The key simplification of enums was to constrain the lifecycle of their instances — enum constants are singletons, and instantiation is managed by the runtime. By baking singleton-awareness into the language model, the compiler can safely and correctly generate the boilerplate needed for the type-safe enum pattern. And because enums started with a semantic goal, rather than a syntactic one, it was possible for enums to interact positively with other features, such as the ability to switch on enums, or to get comparison and safe serialization for free.

Perhaps surprisingly, enums delivered their syntactic and semantic benefits without requiring us to give up most other degrees of freedom that classes enjoy; Java’s enums are not mere enumerations of integers, as they are in many other languages, but instead are full-fledged classes (with some restrictions.)

If we are looking to replicate the success of this approach with data classes, our first question should be: what constraints will give us the semantic and syntactic benefits we want, and, are we willing to accept these constraints?

Priorities and goals

While it is superficially tempting to to treat data classes as primarily being about boilerplate reduction, we prefer to start with a semantic goal: modeling data as data. If we choose our goals correctly, the boilerplate will take care of itself, and we will gain additional benefits aside from concision.

So, what do we mean by “modeling data as data”, and what are we going to have to give up? What degrees of freedom that classes enjoy do such “plain” data aggregates not need, that we can eliminate and thereby simplify the model? Java’s object model is built around the assumption that we want the representation of an object to be completely decoupled from its API; the APIs and behavior of constructors, accessor methods, and Object methods need not align directly with the object’s state, or even with each other. However, in practice, they are frequently much more tightly coupled; a Point object has fields x and y, a constructor that takes x and y and initializes those fields, accessors for x and y, and Object methods that characterize points solely by their x and y values. We claim that for a class to be “just a plain carrier for its data”, this coupling is something that can be counted upon — that we’re giving up the ability to decouple its (publicly declared) state from its API. The API for a data class models the state, the whole state, and nothing but the state.
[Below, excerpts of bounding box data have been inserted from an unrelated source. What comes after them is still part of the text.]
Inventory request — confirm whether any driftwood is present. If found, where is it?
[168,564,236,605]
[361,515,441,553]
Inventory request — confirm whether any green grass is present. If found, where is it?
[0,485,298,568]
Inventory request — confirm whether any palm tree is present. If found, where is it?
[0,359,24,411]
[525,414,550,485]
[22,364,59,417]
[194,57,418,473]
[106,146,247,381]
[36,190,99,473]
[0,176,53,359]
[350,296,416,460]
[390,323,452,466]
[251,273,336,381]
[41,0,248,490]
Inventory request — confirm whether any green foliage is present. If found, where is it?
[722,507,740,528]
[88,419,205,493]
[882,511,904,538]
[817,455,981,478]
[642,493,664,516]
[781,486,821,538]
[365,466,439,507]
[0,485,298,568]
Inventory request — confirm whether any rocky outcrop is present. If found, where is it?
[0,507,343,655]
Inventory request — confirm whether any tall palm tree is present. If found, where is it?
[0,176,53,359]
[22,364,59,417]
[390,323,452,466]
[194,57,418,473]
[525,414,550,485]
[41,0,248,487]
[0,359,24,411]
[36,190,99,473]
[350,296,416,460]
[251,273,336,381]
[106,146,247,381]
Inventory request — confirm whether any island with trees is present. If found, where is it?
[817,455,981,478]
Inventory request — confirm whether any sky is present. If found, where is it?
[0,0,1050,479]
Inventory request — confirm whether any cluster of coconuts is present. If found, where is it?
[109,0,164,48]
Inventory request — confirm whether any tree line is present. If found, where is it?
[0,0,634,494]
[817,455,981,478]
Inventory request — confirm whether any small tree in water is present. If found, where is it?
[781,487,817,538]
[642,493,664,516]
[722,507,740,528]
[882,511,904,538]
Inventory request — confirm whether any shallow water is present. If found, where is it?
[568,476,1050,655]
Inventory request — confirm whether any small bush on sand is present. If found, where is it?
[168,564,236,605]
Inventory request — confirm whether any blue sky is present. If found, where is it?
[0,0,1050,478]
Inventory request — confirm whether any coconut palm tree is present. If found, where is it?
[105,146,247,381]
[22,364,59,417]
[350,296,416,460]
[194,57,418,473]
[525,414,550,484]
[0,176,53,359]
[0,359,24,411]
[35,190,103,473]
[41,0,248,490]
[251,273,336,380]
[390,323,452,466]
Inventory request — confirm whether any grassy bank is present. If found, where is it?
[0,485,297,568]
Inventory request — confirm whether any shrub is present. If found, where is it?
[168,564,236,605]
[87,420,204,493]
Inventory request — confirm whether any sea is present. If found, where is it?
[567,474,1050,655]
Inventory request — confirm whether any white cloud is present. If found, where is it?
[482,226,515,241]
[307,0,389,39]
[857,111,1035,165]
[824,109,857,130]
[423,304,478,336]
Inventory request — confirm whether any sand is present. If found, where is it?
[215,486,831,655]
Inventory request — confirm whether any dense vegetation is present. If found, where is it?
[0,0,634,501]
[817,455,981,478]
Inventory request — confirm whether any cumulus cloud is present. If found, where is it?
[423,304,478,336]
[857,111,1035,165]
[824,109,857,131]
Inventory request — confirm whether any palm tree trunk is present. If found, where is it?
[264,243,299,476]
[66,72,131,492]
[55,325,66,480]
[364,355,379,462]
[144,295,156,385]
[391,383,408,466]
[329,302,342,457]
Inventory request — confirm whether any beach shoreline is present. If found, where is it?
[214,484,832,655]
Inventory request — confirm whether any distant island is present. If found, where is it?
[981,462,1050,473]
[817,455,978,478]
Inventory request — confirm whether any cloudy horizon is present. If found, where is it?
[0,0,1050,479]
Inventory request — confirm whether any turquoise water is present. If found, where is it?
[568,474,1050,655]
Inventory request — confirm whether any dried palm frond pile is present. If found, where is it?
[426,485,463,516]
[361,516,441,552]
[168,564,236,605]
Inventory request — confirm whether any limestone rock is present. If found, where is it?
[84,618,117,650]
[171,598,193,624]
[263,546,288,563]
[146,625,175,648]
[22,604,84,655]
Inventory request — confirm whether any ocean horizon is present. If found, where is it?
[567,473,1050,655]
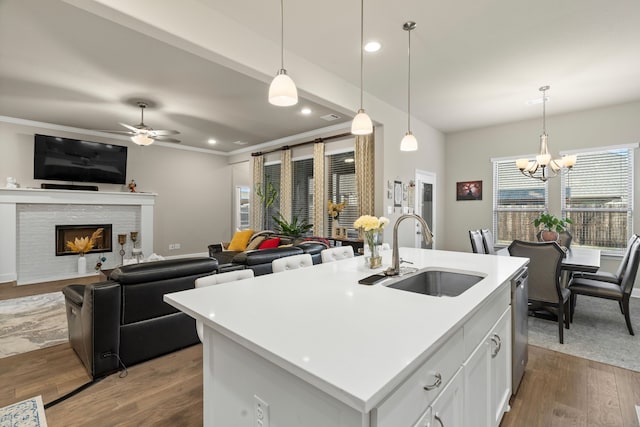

One consequence of this is that data classes are transparent; they give up their data freely to all requestors. (Otherwise, their API doesn’t model their whole state.)

Being able to count on this coupling drives a number of advantages. We can derive sensible and correct implementations for standard class members. Clients can freely deconstruct and reconstruct aggregates, or restructure them into a more convenient form, without fear that they will discard hidden data or undermine hidden assumptions. Frameworks can safely and mechanically serialize or marshal them, without the need to provide complex mapping mechanisms. By giving up the flexibility to decouple a classes state from its API, we gain all of these benefits.

Records and sealed types

We propose to surface data classes in the form of records; like an enum, a record is a restricted form of class. It declares its representation, and commits to an API that matches that representation. We pair this with another abstraction, sealed types, which can assert control over which other types may be its subclasses. (A final class is the ultimate form of sealed class; it permits no subtypes at all.)

If we wanted to model simple arithmetic expressions with records and sealed types, it would look something like this:

sealed interface Expr { }

record ConstantExpr(int i) implements Expr { }
record PlusExpr(Expr a, Expr b) implements Expr { }
record TimesExpr(Expr a, Expr b) implements Expr { }
record NegExpr(Expr e) implements Expr { }

This declares four concrete types, ConstantExpr (which holds a single integer), PlusExpr and TimesExpr (which hold two subexpressions), and NegExpr (which holds one subexpression.) It also declares a common supertype for expressions, and captures the constraint that these are the only subtypes of Expr.

The concrete types acquire all the usual members — (final) fields, constructors, accessors, equals(), hashCode(), and toString(). (If the default implementations are unsuitable, they can be specified explicitly.)

Records use the same tactic as enums for aligning the boilerplate-to-information ratio: offer a constrained version of a more general feature that enables standard members to be derived. Enums ask the user to cede instance control to the runtime; in exchange, the language can offer streamlined declaration of instances, as well as provide implementations for core behaviors such as Object::equals, Enum::values, and serialization. For records, we make a similar trade; we give up the flexibility to decouple the classes API from its state description, in return for getting a highly streamlined declaration (and more).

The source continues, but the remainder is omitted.